I’m a member of Generation X. I had a mom that stayed home with my sister and me, while my father worked as an engineer. We lived a solid, healthy middle-class life.
Yet from my earliest memories, I remember my mom coaching us on how to live as adults. Go to college. Get a good job. Never rely on anyone for your income or your happiness.
Maybe it was because she didn’t work. Maybe it’s because she desperately wanted college, but her parents felt it was a “waste” because she would just get married anyway.
She pushed. And she succeeded. I received both a B.S. and M.S degree. And I’ve been working since I was 14 years old.
For me, it’s never been about working or family. It’s never been about a job or staying at home. I’ve managed to focus in on doing both to the best of my ability, and it works.
I have a great husband who has always been my equal in every way. He was our daughter’s primary caregiver the first three years of her life, working weekends building our photography business while I held the 9 to 5. He cooks. He cleans. We share in all we do. I can’t imagine it any other way.
Through it all, we brought up our daughter with the knowledge she can and will have it all. She is shocked by stories in the media today, talking about “women’s work” versus “men’s work.” Because for her, she has watched and learned from people who have accomplished it all through trial and error. She can go to either of us for any question she may have. She knows her parents are equal in every way.

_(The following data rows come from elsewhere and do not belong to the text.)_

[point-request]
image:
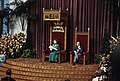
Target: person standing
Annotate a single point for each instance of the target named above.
(54, 49)
(78, 51)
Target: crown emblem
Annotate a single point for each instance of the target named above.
(58, 27)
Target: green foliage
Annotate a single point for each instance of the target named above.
(27, 53)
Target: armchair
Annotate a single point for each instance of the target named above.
(58, 31)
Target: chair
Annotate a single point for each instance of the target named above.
(57, 31)
(84, 39)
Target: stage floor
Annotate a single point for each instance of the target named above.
(39, 62)
(29, 69)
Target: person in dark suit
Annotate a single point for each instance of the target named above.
(78, 51)
(115, 64)
(8, 76)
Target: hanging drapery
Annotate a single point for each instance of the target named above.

We’ve given up a well-funded 401k for the opportunity to work from home and be our own bosses. We’ve given up fancy titles for the chance to have life balance our way.
I watched my father work through the stress of a corporate job that downsized and laid off personnel that were months away from retirement.

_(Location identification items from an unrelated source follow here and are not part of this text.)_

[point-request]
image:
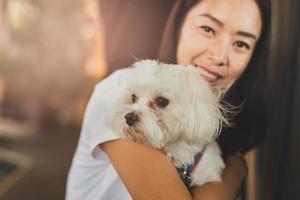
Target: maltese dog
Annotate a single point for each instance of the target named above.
(171, 108)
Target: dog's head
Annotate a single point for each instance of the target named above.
(164, 103)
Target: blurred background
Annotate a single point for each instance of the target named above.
(52, 53)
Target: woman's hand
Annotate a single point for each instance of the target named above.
(146, 172)
(232, 179)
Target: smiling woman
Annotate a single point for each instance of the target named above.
(228, 41)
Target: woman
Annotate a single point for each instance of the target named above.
(227, 39)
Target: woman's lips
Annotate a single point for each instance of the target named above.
(208, 75)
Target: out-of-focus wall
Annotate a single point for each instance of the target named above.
(46, 76)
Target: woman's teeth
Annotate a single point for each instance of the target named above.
(209, 76)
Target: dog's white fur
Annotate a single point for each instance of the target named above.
(190, 122)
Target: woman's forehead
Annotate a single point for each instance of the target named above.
(238, 15)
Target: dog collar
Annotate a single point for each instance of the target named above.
(185, 171)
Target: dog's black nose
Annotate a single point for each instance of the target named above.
(131, 118)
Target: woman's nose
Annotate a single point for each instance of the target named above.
(218, 52)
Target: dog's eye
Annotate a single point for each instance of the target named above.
(161, 102)
(133, 98)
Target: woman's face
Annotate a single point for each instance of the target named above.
(219, 37)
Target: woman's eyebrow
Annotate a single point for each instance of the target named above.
(246, 34)
(220, 23)
(217, 21)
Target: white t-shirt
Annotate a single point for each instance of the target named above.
(92, 176)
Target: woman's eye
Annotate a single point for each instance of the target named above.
(208, 30)
(161, 102)
(242, 45)
(133, 98)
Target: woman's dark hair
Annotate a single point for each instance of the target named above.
(248, 90)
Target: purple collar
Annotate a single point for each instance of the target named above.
(185, 171)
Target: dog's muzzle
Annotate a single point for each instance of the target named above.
(131, 118)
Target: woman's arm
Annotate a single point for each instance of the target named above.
(148, 174)
(232, 178)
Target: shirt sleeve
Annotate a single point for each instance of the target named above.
(95, 130)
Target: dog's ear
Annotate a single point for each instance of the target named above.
(201, 122)
(202, 118)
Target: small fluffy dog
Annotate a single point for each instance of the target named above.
(171, 107)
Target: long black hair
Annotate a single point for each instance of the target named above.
(250, 124)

I watched my mother yearn for things she didn’t have – a college degree – yet never could work up enough courage to see her dreams to fruition.
And I learned.
It guided me to make my own choices, right or wrong.
I chose to go to school to help me become the person I am today.
I chose to leave a corporate position to pursue more life balance with a business I could operate from my home.
I chose to build small businesses around me rather than going back into the corporate world because I could control my days around me.
Sometimes that means working 16 hour days. Sometimes that means working through the weekend. Sometimes it means a field trip with my daughter. Sometimes that means a weeklong getaway with my husband.
In reality, isn’t that the price of having it all?
Doesn’t having it all mean doing things the way you want, the way you desire them to go?
To have it all means following the path of your choosing. It never means standing by and allowing others to be your guide.
It doesn’t mean having perfection all the time. It doesn’t mean being in love with your life all of the time. It doesn’t mean you don’t make mistakes and have to backtrack and redo the road from time to time.
It means getting the proper support from around you, whatever that means for you.
It means enjoying your life the way you’ve created it.
What were the two best gifts my parents gave me?
Education provides the opportunities.
Vision guides the choices I make.
I learned by watching their actions. I grew by interpreting it and putting it into place.
“Life is a journey, not a destination.”
Ralph Waldo Emerson
For some, they assume “having it all” is a final destination. I would argue it’s all about the journey along the way.
We learn. We grow. We do.
We do. We teach. We impact.
That’s all I can hope for with my life. That’s all I can hope for with my daughter’s generation. And I think we’re all on a pretty good path.